第2次世界大戦中、米国で日本人や日系米国人が強制収容された施設跡地の一つ、カリフォルニア州マンザナールで27日、恒例の「巡礼」があった。収容経験者やその子孫らが戦中の記憶をつなぐために続けており、今年で55回目。参加者からは「米国や世界の民主主義の将来が心配な時だからこそ、巡礼の意義がある」との声が出た。

 米国では1942年、主に西海岸周辺に住んでいた約12万人の日本人や日系人が、「安全保障上の脅威」という理由で、大統領令によって自宅などから立ち退かされ、強制収容施設に移住させられた。

 施設の多くは人里離れた場所に作られた。ロサンゼルスから北に約300キロの砂漠地帯にあるマンザナールもそうだ。戦中は鉄条網で囲まれたバラック小屋が並び、兵士が警備に立っていた。

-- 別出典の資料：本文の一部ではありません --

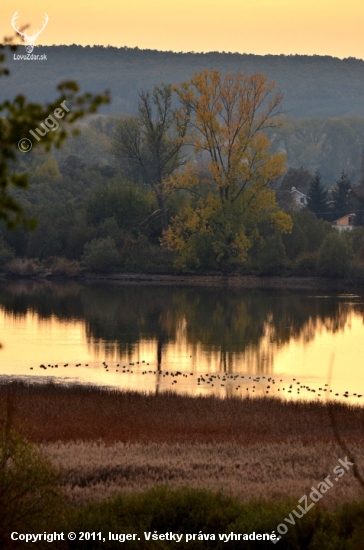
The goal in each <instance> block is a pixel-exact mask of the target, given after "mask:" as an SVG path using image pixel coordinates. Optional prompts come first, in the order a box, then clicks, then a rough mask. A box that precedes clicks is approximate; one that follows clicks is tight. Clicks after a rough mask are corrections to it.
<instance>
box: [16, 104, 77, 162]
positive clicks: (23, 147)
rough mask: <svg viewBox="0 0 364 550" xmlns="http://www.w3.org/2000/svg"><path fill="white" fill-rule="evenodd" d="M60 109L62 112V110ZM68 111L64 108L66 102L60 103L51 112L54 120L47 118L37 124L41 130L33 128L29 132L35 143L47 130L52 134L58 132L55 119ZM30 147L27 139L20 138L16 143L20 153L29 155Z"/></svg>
mask: <svg viewBox="0 0 364 550" xmlns="http://www.w3.org/2000/svg"><path fill="white" fill-rule="evenodd" d="M61 107H62V109H64V110H62V109H61ZM69 111H70V110H69V108H68V107H67V106H66V100H64V101H62V103H61V105H60V106H59V107H57V109H54V111H53V114H54V117H55V118H54V117H53V116H52V115H49V116H47V118H46V119H45V121H44V122H41V123H40V124H39V126H40V127H41V128H42V130H41V129H40V128H35V130H29V133H30V134H31V135H32V136H33V137H35V139H36V140H37V141H40V140H41V138H42V137H43V136H45V135H46V134H48V132H49V130H52V132H55V131H56V130H58V128H59V122H58V120H56V119H60V118H63V117H64V115H65V114H66V113H69ZM39 136H40V137H39ZM32 147H33V143H32V141H31V140H30V139H29V138H22V139H21V140H20V141H19V143H18V149H19V151H21V152H22V153H29V151H31V150H32Z"/></svg>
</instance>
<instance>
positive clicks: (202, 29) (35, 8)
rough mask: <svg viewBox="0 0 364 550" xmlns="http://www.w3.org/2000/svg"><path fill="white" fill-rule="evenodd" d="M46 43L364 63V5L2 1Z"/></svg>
mask: <svg viewBox="0 0 364 550" xmlns="http://www.w3.org/2000/svg"><path fill="white" fill-rule="evenodd" d="M0 10H1V12H0V13H1V19H0V37H3V36H9V35H11V33H12V28H11V19H12V16H13V14H14V12H16V11H19V15H20V17H19V23H20V24H25V23H29V24H30V27H29V30H28V33H30V32H31V31H32V29H36V28H40V27H41V25H42V16H43V14H44V12H46V13H47V14H48V16H49V23H48V25H47V27H46V29H45V30H44V31H43V33H42V34H41V35H40V37H39V39H38V41H37V42H36V45H40V44H82V45H86V44H90V45H95V44H103V45H108V44H110V45H112V46H118V47H120V46H129V47H136V46H137V47H139V48H150V49H157V50H173V51H196V52H200V51H204V52H206V51H226V52H228V51H231V52H240V53H244V52H245V53H255V54H268V53H272V54H280V53H284V54H295V53H298V54H319V55H332V56H336V57H341V58H343V57H350V56H352V57H358V58H364V32H363V24H364V2H363V1H362V0H360V1H359V0H250V1H248V0H245V1H244V0H183V1H182V2H180V3H178V2H176V0H130V1H120V0H101V1H95V0H72V1H70V0H63V1H59V0H57V1H56V0H48V1H47V0H1V7H0Z"/></svg>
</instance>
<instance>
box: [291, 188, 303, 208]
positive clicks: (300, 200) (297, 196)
mask: <svg viewBox="0 0 364 550" xmlns="http://www.w3.org/2000/svg"><path fill="white" fill-rule="evenodd" d="M291 201H292V203H293V205H294V206H295V207H296V208H304V207H305V206H307V195H305V194H304V193H302V192H301V191H298V189H296V188H295V187H292V189H291Z"/></svg>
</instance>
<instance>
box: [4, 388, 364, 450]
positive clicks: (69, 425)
mask: <svg viewBox="0 0 364 550" xmlns="http://www.w3.org/2000/svg"><path fill="white" fill-rule="evenodd" d="M329 406H330V407H331V411H332V416H333V418H334V422H335V426H336V428H337V430H338V432H339V433H340V434H341V436H342V437H343V438H344V439H345V441H347V442H348V441H353V442H363V441H364V408H361V407H353V406H348V405H345V404H340V403H333V404H330V405H325V404H322V403H319V402H297V401H294V402H293V401H291V402H290V401H283V400H282V401H281V400H279V399H274V398H255V399H250V398H245V399H240V398H226V399H221V398H218V397H214V396H209V397H190V396H181V395H176V394H173V393H161V394H158V395H155V394H148V395H147V394H142V393H137V392H119V391H113V390H106V389H102V388H95V387H87V386H72V387H65V386H59V385H55V384H47V385H41V384H33V385H27V384H24V383H18V382H16V383H11V384H3V385H0V419H3V420H4V419H5V418H8V419H9V421H10V422H11V425H12V427H13V428H14V429H16V430H17V431H19V432H20V433H21V434H22V435H24V436H25V437H27V438H28V439H29V440H31V441H33V442H34V443H54V442H58V441H62V442H71V441H103V442H104V443H107V444H112V443H115V442H121V443H148V444H150V443H159V444H161V443H169V444H172V443H193V444H197V443H198V444H211V443H215V444H216V443H237V444H242V445H253V444H256V443H266V444H268V443H269V444H275V443H280V442H289V441H291V440H295V441H297V440H300V441H301V442H302V443H306V444H308V443H312V442H318V441H322V442H330V441H332V440H333V425H332V419H330V416H329V414H328V412H329V410H328V407H329Z"/></svg>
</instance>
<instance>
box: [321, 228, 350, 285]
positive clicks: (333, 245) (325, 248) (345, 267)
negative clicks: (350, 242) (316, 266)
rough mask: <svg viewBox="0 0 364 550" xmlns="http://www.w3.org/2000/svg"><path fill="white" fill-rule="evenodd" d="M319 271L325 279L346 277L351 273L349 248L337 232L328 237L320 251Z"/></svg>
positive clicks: (326, 239) (323, 242)
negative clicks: (334, 277)
mask: <svg viewBox="0 0 364 550" xmlns="http://www.w3.org/2000/svg"><path fill="white" fill-rule="evenodd" d="M317 270H318V272H319V273H320V275H323V276H325V277H345V275H348V273H349V271H350V254H349V247H348V245H347V243H346V242H345V240H344V239H343V238H341V237H340V235H338V234H337V233H336V232H335V233H331V235H328V236H327V237H326V238H325V239H324V241H323V243H322V245H321V247H320V250H319V256H318V260H317Z"/></svg>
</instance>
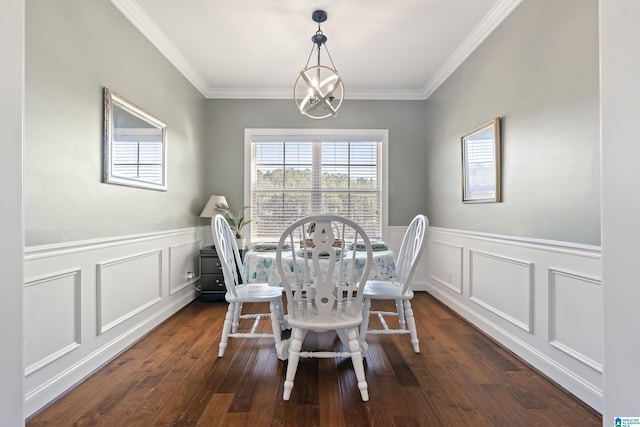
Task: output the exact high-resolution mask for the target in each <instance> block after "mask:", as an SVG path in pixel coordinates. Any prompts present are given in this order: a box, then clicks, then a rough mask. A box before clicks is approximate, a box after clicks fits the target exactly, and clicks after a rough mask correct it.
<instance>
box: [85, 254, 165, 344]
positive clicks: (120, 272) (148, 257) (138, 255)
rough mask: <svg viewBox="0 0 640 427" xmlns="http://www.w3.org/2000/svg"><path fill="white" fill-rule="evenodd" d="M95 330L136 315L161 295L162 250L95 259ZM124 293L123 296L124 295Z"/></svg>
mask: <svg viewBox="0 0 640 427" xmlns="http://www.w3.org/2000/svg"><path fill="white" fill-rule="evenodd" d="M96 284H97V286H98V292H97V296H98V333H99V334H103V333H105V332H106V331H108V330H109V329H111V328H113V327H114V326H117V325H119V324H121V323H122V322H124V321H125V320H127V319H130V318H131V317H133V316H135V315H136V314H138V313H140V312H142V311H143V310H145V309H147V308H148V307H151V306H152V305H153V304H155V303H157V302H160V300H161V299H162V252H160V251H153V252H148V253H145V254H136V255H132V256H128V257H126V258H120V259H117V260H112V261H107V262H101V263H98V268H97V279H96ZM123 295H126V296H127V297H126V298H123Z"/></svg>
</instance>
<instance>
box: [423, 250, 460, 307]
mask: <svg viewBox="0 0 640 427" xmlns="http://www.w3.org/2000/svg"><path fill="white" fill-rule="evenodd" d="M426 254H428V255H427V256H425V255H426ZM423 256H425V258H426V259H427V261H428V264H429V269H430V270H431V271H430V273H431V280H434V281H436V282H438V283H440V284H441V285H443V286H446V287H448V288H449V289H451V290H452V291H454V292H457V293H459V294H460V295H462V246H459V245H452V244H450V243H445V242H441V241H438V240H432V241H431V247H430V248H427V249H425V254H423Z"/></svg>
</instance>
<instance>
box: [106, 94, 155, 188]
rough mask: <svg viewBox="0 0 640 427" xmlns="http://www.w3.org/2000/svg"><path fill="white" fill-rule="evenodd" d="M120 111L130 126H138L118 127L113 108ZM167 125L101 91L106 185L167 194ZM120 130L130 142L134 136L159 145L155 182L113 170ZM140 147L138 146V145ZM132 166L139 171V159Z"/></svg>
mask: <svg viewBox="0 0 640 427" xmlns="http://www.w3.org/2000/svg"><path fill="white" fill-rule="evenodd" d="M116 107H117V108H120V109H121V110H123V111H124V112H125V113H127V114H128V115H129V116H130V117H129V116H128V117H127V119H128V121H130V122H137V123H138V125H133V126H132V127H126V128H125V127H117V125H118V123H117V122H118V120H115V119H114V110H115V108H116ZM166 128H167V125H166V124H165V123H163V122H162V121H160V120H159V119H157V118H155V117H153V116H152V115H150V114H149V113H147V112H145V111H144V110H142V109H141V108H139V107H137V106H136V105H134V104H132V103H131V102H129V101H127V100H126V99H124V98H123V97H121V96H120V95H118V94H116V93H115V92H112V91H111V90H109V89H108V88H104V143H103V165H102V169H103V182H104V183H107V184H117V185H126V186H129V187H138V188H146V189H149V190H157V191H167V129H166ZM122 129H127V131H126V133H127V134H128V137H129V138H130V137H131V136H132V135H136V136H137V137H138V138H141V139H142V138H144V139H147V140H151V142H156V143H157V142H161V143H162V147H161V153H160V159H161V162H160V164H159V165H155V166H160V177H159V178H158V179H155V180H151V179H145V177H144V176H140V174H139V173H138V174H137V175H136V176H133V174H131V173H129V174H121V173H118V172H117V171H115V170H114V160H115V158H116V157H115V156H114V148H115V141H116V139H115V138H116V137H117V136H118V135H121V134H122V133H123V132H122ZM138 144H139V142H138ZM156 151H157V150H156ZM138 153H139V150H138ZM137 159H138V160H137V161H136V163H135V164H134V166H136V168H137V169H138V170H139V169H140V166H141V164H140V158H139V157H138V158H137Z"/></svg>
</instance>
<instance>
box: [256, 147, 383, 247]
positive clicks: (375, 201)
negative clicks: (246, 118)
mask: <svg viewBox="0 0 640 427" xmlns="http://www.w3.org/2000/svg"><path fill="white" fill-rule="evenodd" d="M381 145H382V144H381V142H379V141H343V140H332V141H322V140H318V141H291V140H285V141H273V140H271V141H253V142H252V144H251V169H252V170H251V217H252V219H253V222H252V223H251V241H252V242H259V241H276V240H278V238H279V237H280V235H281V234H282V232H283V231H284V229H285V228H286V227H287V226H288V225H289V224H291V223H292V222H293V221H295V220H296V219H298V218H301V217H303V216H306V215H309V214H337V215H342V216H345V217H347V218H350V219H352V220H354V221H356V222H357V223H358V224H360V225H361V226H362V227H363V228H364V230H365V232H366V233H367V234H368V235H369V237H370V238H380V237H381V235H382V219H381V212H382V192H381V188H382V185H381V164H382V162H381Z"/></svg>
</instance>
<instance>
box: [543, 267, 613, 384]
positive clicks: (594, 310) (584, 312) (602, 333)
mask: <svg viewBox="0 0 640 427" xmlns="http://www.w3.org/2000/svg"><path fill="white" fill-rule="evenodd" d="M576 295H580V301H579V303H578V304H576V301H575V298H576ZM594 337H597V338H598V339H594ZM600 337H604V312H603V306H602V284H601V282H600V280H598V279H595V278H592V277H587V276H584V275H581V274H577V273H572V272H568V271H562V270H557V269H549V342H550V343H551V345H553V346H554V347H556V348H558V349H559V350H561V351H563V352H565V353H567V354H568V355H570V356H572V357H575V358H576V359H578V360H579V361H581V362H582V363H585V364H587V365H589V366H591V367H592V368H593V369H595V370H597V371H598V372H602V363H603V348H602V345H601V343H600V340H599V338H600Z"/></svg>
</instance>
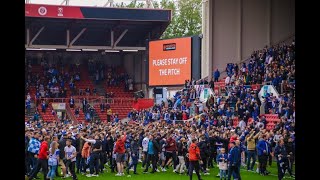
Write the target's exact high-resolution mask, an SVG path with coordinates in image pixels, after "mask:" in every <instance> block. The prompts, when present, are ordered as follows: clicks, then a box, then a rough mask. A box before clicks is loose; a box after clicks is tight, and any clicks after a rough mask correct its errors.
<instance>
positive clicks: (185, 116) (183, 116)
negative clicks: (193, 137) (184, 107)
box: [182, 112, 188, 120]
mask: <svg viewBox="0 0 320 180" xmlns="http://www.w3.org/2000/svg"><path fill="white" fill-rule="evenodd" d="M187 119H188V117H187V113H185V112H184V113H182V120H187Z"/></svg>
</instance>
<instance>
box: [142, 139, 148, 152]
mask: <svg viewBox="0 0 320 180" xmlns="http://www.w3.org/2000/svg"><path fill="white" fill-rule="evenodd" d="M148 144H149V138H148V137H145V138H143V140H142V151H143V152H147V151H148Z"/></svg>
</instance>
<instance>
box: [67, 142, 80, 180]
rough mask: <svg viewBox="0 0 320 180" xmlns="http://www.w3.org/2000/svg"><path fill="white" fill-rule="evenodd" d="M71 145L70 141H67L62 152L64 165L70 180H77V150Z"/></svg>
mask: <svg viewBox="0 0 320 180" xmlns="http://www.w3.org/2000/svg"><path fill="white" fill-rule="evenodd" d="M71 143H72V140H71V139H67V141H66V146H65V147H64V152H65V158H66V164H67V167H68V168H69V170H70V173H71V175H72V179H73V180H77V179H78V178H77V175H76V172H75V166H76V157H77V150H76V148H75V147H74V146H73V145H71Z"/></svg>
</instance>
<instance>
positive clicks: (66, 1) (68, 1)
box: [60, 0, 69, 6]
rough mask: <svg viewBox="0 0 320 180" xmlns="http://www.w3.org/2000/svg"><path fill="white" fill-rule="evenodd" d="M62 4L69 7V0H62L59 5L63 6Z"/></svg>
mask: <svg viewBox="0 0 320 180" xmlns="http://www.w3.org/2000/svg"><path fill="white" fill-rule="evenodd" d="M64 4H65V5H67V6H68V5H69V0H63V1H62V3H61V4H60V5H64Z"/></svg>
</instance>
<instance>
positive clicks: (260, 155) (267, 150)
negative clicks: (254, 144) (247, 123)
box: [257, 140, 270, 156]
mask: <svg viewBox="0 0 320 180" xmlns="http://www.w3.org/2000/svg"><path fill="white" fill-rule="evenodd" d="M269 147H270V146H269V144H268V142H267V141H265V140H260V141H259V142H258V144H257V150H258V156H261V155H263V154H264V153H263V151H264V150H265V151H266V153H267V152H268V153H270V149H269ZM266 155H268V154H266Z"/></svg>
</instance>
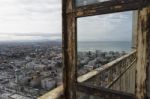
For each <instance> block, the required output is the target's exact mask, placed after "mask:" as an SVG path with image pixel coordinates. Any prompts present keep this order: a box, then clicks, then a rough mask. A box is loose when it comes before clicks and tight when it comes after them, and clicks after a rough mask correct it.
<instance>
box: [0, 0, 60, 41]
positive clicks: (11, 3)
mask: <svg viewBox="0 0 150 99" xmlns="http://www.w3.org/2000/svg"><path fill="white" fill-rule="evenodd" d="M61 22H62V21H61V0H0V41H14V40H17V41H18V40H43V39H45V40H49V39H50V40H57V39H61Z"/></svg>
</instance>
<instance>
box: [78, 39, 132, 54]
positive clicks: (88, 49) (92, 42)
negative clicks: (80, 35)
mask: <svg viewBox="0 0 150 99" xmlns="http://www.w3.org/2000/svg"><path fill="white" fill-rule="evenodd" d="M77 47H78V51H95V50H101V51H106V52H108V51H118V52H122V51H125V52H130V51H131V47H132V43H131V42H128V41H98V42H89V41H88V42H85V41H84V42H78V45H77Z"/></svg>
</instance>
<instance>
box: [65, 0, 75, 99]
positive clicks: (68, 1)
mask: <svg viewBox="0 0 150 99" xmlns="http://www.w3.org/2000/svg"><path fill="white" fill-rule="evenodd" d="M63 66H64V67H63V83H64V97H65V99H76V91H75V82H76V78H77V77H76V18H75V14H74V0H63Z"/></svg>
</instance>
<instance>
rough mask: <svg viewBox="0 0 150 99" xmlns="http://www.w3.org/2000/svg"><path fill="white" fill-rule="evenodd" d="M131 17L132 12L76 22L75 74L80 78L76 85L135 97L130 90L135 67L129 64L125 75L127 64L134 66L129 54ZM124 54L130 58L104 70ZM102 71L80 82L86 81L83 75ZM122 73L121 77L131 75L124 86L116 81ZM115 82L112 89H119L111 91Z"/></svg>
mask: <svg viewBox="0 0 150 99" xmlns="http://www.w3.org/2000/svg"><path fill="white" fill-rule="evenodd" d="M132 14H133V13H132V12H121V13H113V14H105V15H97V16H90V17H83V18H78V19H77V33H78V36H77V37H78V60H77V64H78V70H77V74H78V76H79V77H80V79H78V82H82V83H86V84H87V85H89V86H90V85H94V86H101V87H106V88H110V89H115V90H121V91H128V92H131V93H134V87H131V86H134V82H135V80H134V79H135V78H134V74H135V69H134V66H135V64H134V65H133V64H132V66H131V67H130V69H129V70H128V72H124V71H125V70H127V69H128V68H129V67H128V66H129V65H130V63H134V62H135V53H134V52H133V53H131V42H132ZM127 54H129V55H128V57H126V58H123V59H122V60H120V61H117V63H116V64H113V65H110V64H109V68H106V64H107V63H110V62H112V61H115V60H116V59H118V58H120V57H122V56H126V55H127ZM101 69H103V71H101V72H99V73H98V74H97V75H95V76H94V77H91V78H89V79H86V80H83V79H85V78H87V76H86V77H84V75H85V74H88V73H90V72H92V71H95V72H93V73H94V74H95V73H97V71H99V70H101ZM123 72H124V74H123V76H121V77H126V75H128V76H129V75H130V77H127V78H125V80H126V81H127V82H124V80H122V81H121V79H122V78H118V76H119V75H122V73H123ZM93 73H91V74H93ZM81 76H82V77H81ZM115 79H119V80H117V81H116V83H115V85H116V84H118V85H120V86H118V87H115V88H112V87H111V86H113V87H114V85H113V84H111V83H112V82H113V81H114V80H115ZM83 81H84V82H83ZM116 86H117V85H116ZM127 86H129V87H130V88H131V89H130V88H128V87H127Z"/></svg>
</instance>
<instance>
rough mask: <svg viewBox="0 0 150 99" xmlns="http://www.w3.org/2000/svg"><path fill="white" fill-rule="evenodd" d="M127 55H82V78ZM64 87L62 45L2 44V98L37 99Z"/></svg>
mask: <svg viewBox="0 0 150 99" xmlns="http://www.w3.org/2000/svg"><path fill="white" fill-rule="evenodd" d="M124 54H125V52H113V51H109V52H102V51H100V50H96V51H82V52H78V76H80V75H83V74H85V73H87V72H90V71H91V70H93V69H95V68H98V67H100V66H102V65H104V64H106V63H108V62H110V61H112V60H115V59H116V58H118V57H120V56H122V55H124ZM61 84H62V47H61V42H52V41H43V42H12V43H9V42H7V43H5V42H3V43H0V99H36V98H37V97H39V96H41V95H43V94H45V93H46V92H48V91H50V90H52V89H54V88H56V87H57V86H59V85H61Z"/></svg>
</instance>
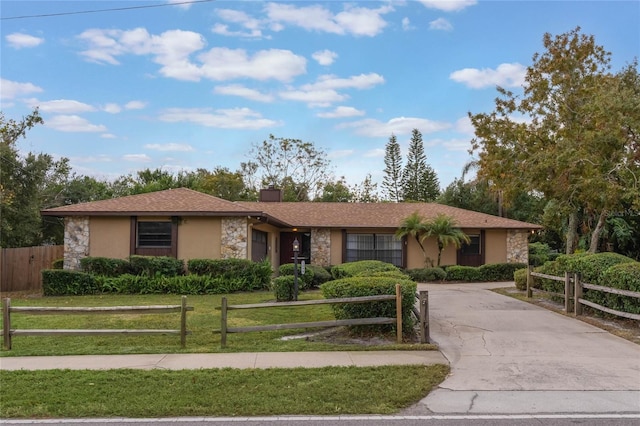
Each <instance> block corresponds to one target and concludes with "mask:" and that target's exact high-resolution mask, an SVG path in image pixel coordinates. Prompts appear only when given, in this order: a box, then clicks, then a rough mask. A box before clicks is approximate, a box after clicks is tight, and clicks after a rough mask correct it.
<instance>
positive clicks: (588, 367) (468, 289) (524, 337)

 戦後にバラック小屋などは解体され、強制収容を経験した人の多くは「米国に同化しよう」と体験について語らなかった。しかし、「記憶をつなぐべきだ」という運動が起き、マンザナールでは69年に「巡礼」が始まった。跡地は92年に国定史跡に指定された。米政府も88年に日系人らに謝罪し、補償を支払った。